ヒムロ

ドント・ウォーリー・ダーリンのヒムロのレビュー・感想・評価

4.2
1950年代アメリカのとある砂漠の中にある都市。
ビクトリー社が管理するこの完璧な理想都市「ビクトリー」ではビクトリー社に勤める夫とその妻が暮らしている。
ある日隣人のマーガレットが「みんな騙されている!」と言い放ち、子供と共に失踪。
それを機にアリスにも、不可思議な出来事が周りで起きるようになる…。


ディストピアっぽい世界観だなぁと思って見てみたが、かなり偏ったディストピアで設定が面白かった。
男性至上主義的な社会ではあるが、女性たちも幸せそのものといった感じで暮らしていて、まさに新世界を作り上げた勝者といった感じの世界観には惚れ惚れする。
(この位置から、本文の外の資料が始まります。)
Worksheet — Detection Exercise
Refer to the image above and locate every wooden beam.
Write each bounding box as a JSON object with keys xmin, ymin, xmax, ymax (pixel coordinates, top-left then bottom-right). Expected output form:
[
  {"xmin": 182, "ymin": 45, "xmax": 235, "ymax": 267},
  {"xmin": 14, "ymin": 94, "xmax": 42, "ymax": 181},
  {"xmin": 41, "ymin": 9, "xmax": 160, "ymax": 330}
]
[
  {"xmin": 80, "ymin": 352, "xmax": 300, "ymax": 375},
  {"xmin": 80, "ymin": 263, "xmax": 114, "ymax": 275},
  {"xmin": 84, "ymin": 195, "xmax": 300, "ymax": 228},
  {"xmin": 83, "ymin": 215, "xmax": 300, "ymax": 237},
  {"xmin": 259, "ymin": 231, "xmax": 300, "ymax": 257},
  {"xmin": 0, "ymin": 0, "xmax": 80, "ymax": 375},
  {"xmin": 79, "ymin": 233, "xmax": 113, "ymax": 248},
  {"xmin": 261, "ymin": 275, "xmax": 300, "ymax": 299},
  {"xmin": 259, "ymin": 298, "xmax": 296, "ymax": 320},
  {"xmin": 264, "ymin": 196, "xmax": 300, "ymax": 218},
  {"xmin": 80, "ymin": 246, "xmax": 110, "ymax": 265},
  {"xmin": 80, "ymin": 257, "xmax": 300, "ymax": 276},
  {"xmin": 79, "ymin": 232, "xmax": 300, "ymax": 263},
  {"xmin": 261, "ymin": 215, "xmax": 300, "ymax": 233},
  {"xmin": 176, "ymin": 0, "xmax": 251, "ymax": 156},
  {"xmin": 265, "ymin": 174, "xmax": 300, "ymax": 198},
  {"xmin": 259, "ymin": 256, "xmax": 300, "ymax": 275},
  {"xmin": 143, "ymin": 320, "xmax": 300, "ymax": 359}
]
所々に現れる意味不明な演出がラストへの伏線になっていくのだが、この映像がすごい。
幻想的なものや幾何学的な配置のものなど、映像としての美しさと不気味さ、意味不明さを内包していて、それでいてバグなのか幻覚なのか判断がつかない。
アリスの立場で見ていると一体おかしいのはどっちなんだと混乱してくる。

冒頭の出勤シーンなど非現実的な演出も「美しさ」を重視する世界観なので全然成立する。

ビクトリー計画。
ずさんな部分もあったが、あの世界ではそのまま事業が成功しそうな予感もしないでもない計画だった。